Listener No 4504, Milky: A Setter’s Blog by Malva
Posted by Listen With Others on 17 Jun 2018
I dare say a good many solvers will view Milky as lowering the 2018 standard a notch or seven, but I’ll always remember it as the first and only time I’ve actually seen someone doing one of my crosswords.
We were down in Cornwall and we’d done the Two Valleys Walk from St Neot, which takes you across the edge of the moor, along the River Fowey and, in our case, through a field of belligerent bullocks who mirrored our every move in a strange cross-species version of one of those elegantly soporific dances they have in Pride and Prejudice and resolutely refused to let us anywhere near the stile we needed to use. It added about 40 minutes to the walk, but eventually we got back to the pub and took our drinks out to the courtyard at the back. There were only a couple of people there – a woman hoovering up a seafood platter the size of the Isle of Wight and a middle-aged bloke wearing a ZZ Top T-shirt. And, lo and behold, he had The Times on the table in front of him and was pulling intently on an e-cigarette while flicking away half-eaten prawns that had escaped from his companion’s fork.

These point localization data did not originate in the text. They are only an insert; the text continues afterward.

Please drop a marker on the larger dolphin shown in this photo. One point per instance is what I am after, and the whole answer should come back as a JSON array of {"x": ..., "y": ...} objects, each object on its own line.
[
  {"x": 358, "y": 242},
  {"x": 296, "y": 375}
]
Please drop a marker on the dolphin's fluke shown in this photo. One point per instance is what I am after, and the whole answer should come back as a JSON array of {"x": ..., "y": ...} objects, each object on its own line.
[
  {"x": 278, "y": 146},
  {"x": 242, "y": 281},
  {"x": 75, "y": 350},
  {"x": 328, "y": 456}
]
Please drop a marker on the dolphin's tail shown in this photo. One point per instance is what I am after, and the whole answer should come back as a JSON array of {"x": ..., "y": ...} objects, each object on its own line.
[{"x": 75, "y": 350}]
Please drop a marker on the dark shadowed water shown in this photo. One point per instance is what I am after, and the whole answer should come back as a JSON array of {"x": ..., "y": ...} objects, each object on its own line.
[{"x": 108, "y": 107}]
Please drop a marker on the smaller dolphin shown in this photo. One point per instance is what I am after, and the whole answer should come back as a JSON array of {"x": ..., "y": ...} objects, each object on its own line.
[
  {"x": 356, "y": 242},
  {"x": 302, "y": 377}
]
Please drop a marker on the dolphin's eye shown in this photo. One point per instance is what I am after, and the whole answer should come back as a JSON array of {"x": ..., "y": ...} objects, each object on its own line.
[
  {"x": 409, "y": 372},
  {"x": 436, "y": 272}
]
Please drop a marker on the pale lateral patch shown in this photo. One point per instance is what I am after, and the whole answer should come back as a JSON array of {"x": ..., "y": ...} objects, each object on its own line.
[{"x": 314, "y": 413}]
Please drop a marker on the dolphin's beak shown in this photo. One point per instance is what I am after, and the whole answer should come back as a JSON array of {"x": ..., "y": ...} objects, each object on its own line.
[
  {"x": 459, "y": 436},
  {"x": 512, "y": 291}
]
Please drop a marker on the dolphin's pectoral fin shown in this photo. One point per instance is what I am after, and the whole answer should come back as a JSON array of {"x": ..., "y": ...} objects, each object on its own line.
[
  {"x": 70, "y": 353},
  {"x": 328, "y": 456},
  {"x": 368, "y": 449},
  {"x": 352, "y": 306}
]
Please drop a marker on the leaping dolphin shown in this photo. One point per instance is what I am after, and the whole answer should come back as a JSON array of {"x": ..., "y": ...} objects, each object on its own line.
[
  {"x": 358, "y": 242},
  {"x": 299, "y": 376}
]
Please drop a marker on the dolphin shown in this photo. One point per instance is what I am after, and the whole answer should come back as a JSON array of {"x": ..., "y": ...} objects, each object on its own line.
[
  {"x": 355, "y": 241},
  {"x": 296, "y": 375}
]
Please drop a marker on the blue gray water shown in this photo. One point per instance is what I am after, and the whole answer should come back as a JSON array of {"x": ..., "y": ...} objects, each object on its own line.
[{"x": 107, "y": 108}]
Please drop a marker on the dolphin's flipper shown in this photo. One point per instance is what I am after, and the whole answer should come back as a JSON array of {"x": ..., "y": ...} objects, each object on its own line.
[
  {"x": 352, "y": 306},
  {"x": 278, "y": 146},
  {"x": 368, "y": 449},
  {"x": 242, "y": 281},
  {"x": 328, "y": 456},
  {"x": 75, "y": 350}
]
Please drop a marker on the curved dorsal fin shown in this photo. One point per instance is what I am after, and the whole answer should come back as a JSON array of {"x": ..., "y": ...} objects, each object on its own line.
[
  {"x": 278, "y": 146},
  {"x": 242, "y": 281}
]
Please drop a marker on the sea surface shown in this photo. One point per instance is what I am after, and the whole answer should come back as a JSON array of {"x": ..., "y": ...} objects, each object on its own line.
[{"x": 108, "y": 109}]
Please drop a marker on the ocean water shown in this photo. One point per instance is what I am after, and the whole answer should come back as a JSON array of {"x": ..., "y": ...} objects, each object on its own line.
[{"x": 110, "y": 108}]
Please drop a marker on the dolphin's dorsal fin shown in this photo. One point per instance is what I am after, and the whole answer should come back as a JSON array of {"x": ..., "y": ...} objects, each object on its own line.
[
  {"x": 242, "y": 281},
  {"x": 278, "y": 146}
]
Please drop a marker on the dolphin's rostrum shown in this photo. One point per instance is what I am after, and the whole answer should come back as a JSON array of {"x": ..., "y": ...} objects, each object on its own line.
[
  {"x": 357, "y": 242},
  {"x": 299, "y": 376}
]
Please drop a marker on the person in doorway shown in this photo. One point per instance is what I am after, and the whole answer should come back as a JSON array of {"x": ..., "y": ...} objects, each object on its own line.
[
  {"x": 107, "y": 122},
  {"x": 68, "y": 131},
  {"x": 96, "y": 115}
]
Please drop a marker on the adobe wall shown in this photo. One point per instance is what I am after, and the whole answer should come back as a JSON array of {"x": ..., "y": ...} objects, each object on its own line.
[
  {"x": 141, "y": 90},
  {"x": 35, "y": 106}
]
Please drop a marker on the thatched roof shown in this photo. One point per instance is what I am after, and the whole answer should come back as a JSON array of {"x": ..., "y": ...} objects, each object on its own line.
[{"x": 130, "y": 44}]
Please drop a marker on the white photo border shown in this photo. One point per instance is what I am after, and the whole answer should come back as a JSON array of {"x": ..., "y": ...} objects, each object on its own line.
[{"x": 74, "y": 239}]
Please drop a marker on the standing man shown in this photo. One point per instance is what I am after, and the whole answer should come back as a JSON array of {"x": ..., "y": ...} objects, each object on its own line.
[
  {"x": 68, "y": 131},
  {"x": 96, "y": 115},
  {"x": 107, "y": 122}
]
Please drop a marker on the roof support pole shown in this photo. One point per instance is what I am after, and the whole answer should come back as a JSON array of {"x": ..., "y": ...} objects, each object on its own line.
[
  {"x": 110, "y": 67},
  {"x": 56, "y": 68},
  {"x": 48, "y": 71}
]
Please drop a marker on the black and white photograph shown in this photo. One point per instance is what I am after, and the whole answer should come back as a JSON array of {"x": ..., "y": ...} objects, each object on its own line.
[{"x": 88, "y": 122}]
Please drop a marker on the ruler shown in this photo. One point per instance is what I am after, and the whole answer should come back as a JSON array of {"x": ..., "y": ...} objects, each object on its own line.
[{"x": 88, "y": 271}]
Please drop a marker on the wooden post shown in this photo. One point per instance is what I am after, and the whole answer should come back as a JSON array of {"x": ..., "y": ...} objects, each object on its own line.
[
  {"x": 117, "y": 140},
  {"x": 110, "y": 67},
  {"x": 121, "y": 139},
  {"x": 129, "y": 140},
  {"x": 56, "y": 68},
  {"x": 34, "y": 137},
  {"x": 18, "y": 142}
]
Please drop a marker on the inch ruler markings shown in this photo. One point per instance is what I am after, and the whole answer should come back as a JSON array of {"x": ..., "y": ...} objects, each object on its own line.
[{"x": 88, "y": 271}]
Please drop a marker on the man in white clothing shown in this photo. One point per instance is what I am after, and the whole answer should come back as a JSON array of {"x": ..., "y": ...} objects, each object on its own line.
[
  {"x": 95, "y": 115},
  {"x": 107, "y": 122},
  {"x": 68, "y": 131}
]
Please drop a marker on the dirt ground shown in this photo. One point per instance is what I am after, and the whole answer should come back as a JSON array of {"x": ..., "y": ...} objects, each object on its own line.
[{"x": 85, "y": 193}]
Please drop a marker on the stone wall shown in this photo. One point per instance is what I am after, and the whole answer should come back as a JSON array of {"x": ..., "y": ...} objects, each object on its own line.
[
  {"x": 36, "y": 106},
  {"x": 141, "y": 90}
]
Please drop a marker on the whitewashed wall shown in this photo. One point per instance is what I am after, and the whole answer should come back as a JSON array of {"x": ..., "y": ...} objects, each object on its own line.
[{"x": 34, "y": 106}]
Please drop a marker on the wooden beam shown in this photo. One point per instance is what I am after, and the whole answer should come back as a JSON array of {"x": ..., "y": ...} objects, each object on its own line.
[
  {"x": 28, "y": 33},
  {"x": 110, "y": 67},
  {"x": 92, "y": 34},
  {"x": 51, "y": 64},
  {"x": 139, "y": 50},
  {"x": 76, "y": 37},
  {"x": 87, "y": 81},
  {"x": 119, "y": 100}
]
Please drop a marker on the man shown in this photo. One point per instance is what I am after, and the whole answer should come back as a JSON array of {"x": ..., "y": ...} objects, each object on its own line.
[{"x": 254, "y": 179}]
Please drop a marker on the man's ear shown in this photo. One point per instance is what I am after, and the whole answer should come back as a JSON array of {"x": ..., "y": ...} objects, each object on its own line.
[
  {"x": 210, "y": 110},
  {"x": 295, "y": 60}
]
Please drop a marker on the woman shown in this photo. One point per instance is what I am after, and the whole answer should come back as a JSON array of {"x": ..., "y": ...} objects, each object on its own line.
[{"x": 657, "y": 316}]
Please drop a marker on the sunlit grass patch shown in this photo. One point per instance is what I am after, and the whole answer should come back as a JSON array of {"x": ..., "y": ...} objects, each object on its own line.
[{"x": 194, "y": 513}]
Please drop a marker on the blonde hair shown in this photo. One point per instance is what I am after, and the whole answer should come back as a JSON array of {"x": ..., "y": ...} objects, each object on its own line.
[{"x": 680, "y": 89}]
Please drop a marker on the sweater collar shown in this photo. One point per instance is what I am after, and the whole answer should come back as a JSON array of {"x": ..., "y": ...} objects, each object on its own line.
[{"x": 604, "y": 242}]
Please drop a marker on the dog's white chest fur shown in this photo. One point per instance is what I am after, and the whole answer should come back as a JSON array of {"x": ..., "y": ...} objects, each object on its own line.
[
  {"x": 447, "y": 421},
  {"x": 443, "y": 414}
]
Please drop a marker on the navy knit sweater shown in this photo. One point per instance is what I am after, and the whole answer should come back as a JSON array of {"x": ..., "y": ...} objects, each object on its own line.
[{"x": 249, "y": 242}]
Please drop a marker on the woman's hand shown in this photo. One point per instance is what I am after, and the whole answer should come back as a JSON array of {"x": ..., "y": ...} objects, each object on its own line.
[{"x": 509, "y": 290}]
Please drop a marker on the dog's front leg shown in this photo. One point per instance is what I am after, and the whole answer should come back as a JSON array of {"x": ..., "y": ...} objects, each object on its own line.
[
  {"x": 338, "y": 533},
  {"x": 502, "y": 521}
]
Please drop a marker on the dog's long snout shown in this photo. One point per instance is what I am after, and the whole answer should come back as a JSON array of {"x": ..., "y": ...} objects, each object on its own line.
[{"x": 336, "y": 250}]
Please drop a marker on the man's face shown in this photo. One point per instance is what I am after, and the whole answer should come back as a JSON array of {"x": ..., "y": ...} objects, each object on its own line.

“Ah … you do the Listener, then?” I said and he looked at me as though I’d just accused him of something really shameful and offensive.
“Sometimes,” he said defensively and the platter gobbler paused over a winkle and added,
“He does it every week. With a fountain pen.”
“Keeps the old noddle ship-shape,” he said. “Most weeks, anyway.” A sliver of whiting landed on the preamble. “This bloke, though,” and he pointed at my name “he’s not really up to it. They’re all about birds. Sparrows … and stuff. Not that I’ve got anything against birds.”
“Per se,” added the platter cleaner.
“Avoirdupois,” he said and they giggled gleefully at what I assumed was some arcane private joke. Thankfully though, their moment of merriment gave us the chance to skedaddle to the furthest corner of the courtyard, but no sooner had we sat down than The Times dropped onto our table and the bloke said,
“You can finish it if you like,” and just to confuse matters, he also handed me what was left of the seafood platter, which was a puddle of pink gloop, two slices of radish and a microdot of crab.
I didn’t eat any of it. I didn’t check his answers either. But we did see a dipper at Golitha Falls.